El hombre de 78 años que el pasado octubre mató a su yerno, un agente de los Mossos d'Esquadra, en la calle de la Doctora Castells de Lleida, se ha suicidado en su celda del Centro Penitenciario de Ponent, donde estaba preso de manera preventiva. Los funcionarios de la prisión lo han encontrado este jueves, 16 de abril, de madrugada, según han informado desde el Departamento de Justicia, que también ha aclarado que el interno, Antonio P. S., no tenía activado el protocolo de prevención de suicidios, ya que no habían detectado nada en su comportamiento que justificara su activación.
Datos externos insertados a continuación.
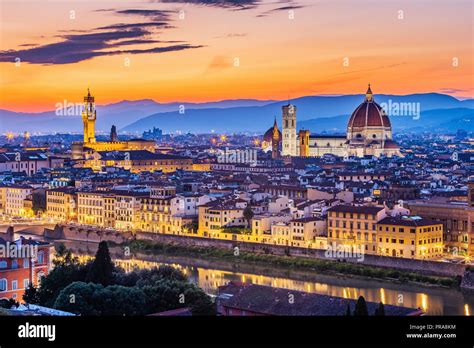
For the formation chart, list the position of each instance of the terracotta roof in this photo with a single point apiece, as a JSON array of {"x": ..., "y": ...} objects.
[{"x": 369, "y": 114}]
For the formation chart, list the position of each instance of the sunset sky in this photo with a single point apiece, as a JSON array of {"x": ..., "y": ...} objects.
[{"x": 203, "y": 50}]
Los hechos se han puesto en conocimiento de la autoridad judicial competente, de acuerdo con el protocolo establecido, y se ha abierto una investigación para esclarecer las circunstancias exactas de esta muerte; según ha avanzado el diario Segre, el hombre se ha degollado. Se trata del cuarto suicidio que se registra en los centros penitenciarios catalanes desde que ha comenzado el año.
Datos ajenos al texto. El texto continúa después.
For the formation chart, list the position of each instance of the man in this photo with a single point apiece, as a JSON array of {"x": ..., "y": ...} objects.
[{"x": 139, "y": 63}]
Mató al yerno a tiros y llamó a emergencias
Los hechos tuvieron lugar la tarde del pasado 8 de octubre. La víctima, Víctor S., un agente de la comisaría de Mollerussa de los Mossos que en aquellos momentos estaba fuera de servicio, fue tiroteado por su suegro en medio de la mencionada calle, en el barrio de Cappont de la capital del Segrià. Inmediatamente después, el hombre cogió el teléfono y llamó al 112, confesando lo que había hecho, y a su hija, para explicarle que acababa de matar a su marido. Los Mossos d'Esquadra lo encontraron junto al cadáver unos minutos después y lo detuvieron sin que se resistiera.
La investigación de la policía catalana reveló que el hombre tenía problemas con su hija y su yerno, quienes no le dejaban ver a las nietas, dos niñas de 9 y 14 años, lo cual, parece, motivó el crimen. De hecho, Antonio esperó a Víctor, que acababa de dejar a las niñas en la escuela, lo cual dejó claro a los investigadores que el asesinato, cuando menos, había sido premeditado.